Aqui, faria amizade com Morisot e participaria nas exposições do movimento, reunindo-se com os seus membros em ambientes circunscritos, tendo em conta o seu estatuto na comunidade artística. Saía, assim, dos confins do estúdio para o exterior, levando sempre um bloco para os seus esboços, captando momentos da atividade artística da cidade. Porém, permanentes seriam os retratos das mulheres, de mais velhas a mais novas, como “Little Girl in a Blue Armchair” (1878), exposto na National Gallery of Art, em Washington D.C., ou cenário familiar de “The Boating Party” (1893), exposto no mesmo lugar, e que denota alguma inspiração na pintura japonesa (ukiyo-e). Aliás, muitas das suas pinturas futuras seriam expostas noutros polos de referência artística do seu país, nomeadamente no Metropolitan Museum of Art, em Nova Iorque. No seu processo criativo, Cassatt gostava de experimentar diferentes materiais, desde o uso de químicos e de objetos metálicos, embora se fixasse no uso do pastel. Também fez algumas águas-fortes com a companhia de Degas, com o recurso a pontas-secas. Ainda naquilo que foram as exposições impressionistas, a pintora foi das que mais se destacou ao olhar da crítica conservadora, com o recurso a cores vivas e brilhantes e com uma atenção às formas que também prenunciavam o realismo. Aliás, numa fase final da sua carreira, Cassatt foi experimentando entre diversos discursos artísticos, embora sem nunca abandonar os predicados fundamentais do Impressionismo, da cor à luz.

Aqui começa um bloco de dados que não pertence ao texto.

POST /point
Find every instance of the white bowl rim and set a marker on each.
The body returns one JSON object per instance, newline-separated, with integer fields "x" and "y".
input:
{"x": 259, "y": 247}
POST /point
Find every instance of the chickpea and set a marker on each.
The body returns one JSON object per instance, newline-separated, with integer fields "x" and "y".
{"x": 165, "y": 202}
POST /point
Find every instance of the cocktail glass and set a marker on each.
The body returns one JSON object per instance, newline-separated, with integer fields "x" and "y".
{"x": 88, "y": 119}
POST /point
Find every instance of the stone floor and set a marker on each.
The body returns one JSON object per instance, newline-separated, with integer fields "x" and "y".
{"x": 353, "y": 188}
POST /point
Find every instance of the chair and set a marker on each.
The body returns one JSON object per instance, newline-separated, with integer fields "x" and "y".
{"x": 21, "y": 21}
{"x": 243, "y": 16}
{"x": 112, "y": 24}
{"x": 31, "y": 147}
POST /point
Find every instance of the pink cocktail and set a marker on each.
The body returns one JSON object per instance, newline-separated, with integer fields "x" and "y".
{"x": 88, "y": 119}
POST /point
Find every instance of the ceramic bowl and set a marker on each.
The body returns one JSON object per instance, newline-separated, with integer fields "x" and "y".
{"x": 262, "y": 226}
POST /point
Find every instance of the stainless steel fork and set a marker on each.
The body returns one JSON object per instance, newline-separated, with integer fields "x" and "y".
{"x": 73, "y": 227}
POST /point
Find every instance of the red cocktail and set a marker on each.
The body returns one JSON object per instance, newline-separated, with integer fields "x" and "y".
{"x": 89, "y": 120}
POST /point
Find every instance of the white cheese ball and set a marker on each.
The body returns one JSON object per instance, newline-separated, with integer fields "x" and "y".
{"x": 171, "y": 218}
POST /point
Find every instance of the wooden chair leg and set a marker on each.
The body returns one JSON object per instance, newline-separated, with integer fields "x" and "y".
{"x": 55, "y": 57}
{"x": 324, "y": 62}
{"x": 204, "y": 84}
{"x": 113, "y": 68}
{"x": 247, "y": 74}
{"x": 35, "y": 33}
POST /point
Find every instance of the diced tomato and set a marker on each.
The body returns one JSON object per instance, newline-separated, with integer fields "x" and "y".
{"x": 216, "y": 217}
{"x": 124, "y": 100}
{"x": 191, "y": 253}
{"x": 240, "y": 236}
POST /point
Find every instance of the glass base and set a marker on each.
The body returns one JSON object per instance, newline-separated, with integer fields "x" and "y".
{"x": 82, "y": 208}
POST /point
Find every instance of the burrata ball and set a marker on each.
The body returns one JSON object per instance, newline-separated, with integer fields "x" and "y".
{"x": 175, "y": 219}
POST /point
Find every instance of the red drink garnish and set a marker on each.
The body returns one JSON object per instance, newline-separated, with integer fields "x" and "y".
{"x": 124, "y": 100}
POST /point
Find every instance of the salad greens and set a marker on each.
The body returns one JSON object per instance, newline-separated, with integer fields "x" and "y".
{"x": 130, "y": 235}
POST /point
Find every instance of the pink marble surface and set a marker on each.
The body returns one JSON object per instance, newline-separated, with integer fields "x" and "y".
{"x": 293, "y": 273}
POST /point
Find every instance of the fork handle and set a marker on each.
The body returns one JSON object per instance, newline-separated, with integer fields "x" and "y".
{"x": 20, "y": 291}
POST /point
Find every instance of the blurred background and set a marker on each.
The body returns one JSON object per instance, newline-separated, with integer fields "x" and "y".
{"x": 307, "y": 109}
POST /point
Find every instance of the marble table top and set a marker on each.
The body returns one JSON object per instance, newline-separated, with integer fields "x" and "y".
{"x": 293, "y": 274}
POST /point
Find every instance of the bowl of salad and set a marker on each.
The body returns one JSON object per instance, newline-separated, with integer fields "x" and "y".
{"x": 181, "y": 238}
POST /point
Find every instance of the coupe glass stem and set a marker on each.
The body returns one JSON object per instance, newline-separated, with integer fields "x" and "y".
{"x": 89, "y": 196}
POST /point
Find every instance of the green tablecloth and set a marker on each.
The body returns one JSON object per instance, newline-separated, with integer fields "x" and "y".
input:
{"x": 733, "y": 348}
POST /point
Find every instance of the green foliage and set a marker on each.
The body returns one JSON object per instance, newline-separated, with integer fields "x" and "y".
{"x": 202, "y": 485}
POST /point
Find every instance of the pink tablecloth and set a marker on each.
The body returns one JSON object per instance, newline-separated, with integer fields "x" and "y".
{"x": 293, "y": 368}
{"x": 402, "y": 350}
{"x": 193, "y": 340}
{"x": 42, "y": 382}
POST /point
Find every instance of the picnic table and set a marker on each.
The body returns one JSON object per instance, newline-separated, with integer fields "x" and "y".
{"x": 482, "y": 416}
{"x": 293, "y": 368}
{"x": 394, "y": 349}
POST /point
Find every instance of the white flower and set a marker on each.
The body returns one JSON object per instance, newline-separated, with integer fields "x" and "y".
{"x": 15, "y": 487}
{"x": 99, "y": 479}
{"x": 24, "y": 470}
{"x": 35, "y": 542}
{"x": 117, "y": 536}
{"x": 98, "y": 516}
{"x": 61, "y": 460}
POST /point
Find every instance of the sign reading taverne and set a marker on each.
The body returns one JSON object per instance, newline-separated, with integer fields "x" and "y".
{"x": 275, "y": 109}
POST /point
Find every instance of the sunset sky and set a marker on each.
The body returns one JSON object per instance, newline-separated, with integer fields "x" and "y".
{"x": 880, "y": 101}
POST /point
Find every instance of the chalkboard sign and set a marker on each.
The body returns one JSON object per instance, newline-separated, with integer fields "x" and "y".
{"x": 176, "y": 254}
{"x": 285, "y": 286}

Aliás, Mary Cassatt, nos anos que viveu nos Estados Unidos, fez parte de uma corrente feminista que se foi desenvolvendo nesse século XIX, defendendo a equidade entre homens e mulheres nas estruturas sociedade e no acesso à universidade, para além de, posteriormente, o direito de voto das mulheres. Foi, assim, uma dessas “New Woman”, que, a partir da sua pintura, procurava dignificar e até tornar as mulheres mais complexas, com significados profundos e íntimos da sua vida. Era uma forma de exprimir a necessidade da equidade destas em relação aos homens, um ideal que também adquiriu da sua mãe, Katherine, que acreditava na educação das mulheres como algo socialmente fundamental. Assim, apesar de convencional, a sua pintura antevia valores de valorização feminina que não chocavam com as reivindicações sufragistas, que apoiava e que, de forma indireta, também inspirou, mesmo após a sua cunhada, anti-sufragista mostrar descontentamento pela sua postura.
Eva Gonzàles
Eva Gonzalès, embora não considerada uma das três grandes damas do Impressionismo, também se envolveu neste movimento, tanto como pintora, como no papel de modelo, tendo posado para vários dos mestres do estilo. Nascida a 19 de abril de 1849 e falecendo a 6 de maio, de 1883, aos 44 anos, foi pupila de Édouard Manet, a única formalmente tomada como tal. Assim, tornou-se em muito similar a este, com uma palete bastante sóbria e com uma expressão disciplinada das suas formas. Os temas não eram muito diferentes da realidade do quotidiano e, com as suas cores neutras e com a precisão dos contornos que desenhou, tornou os seus pastéis suaves e delicados, que a distinguiram de Manet quando este embarcou numa deriva mais cromática e viva.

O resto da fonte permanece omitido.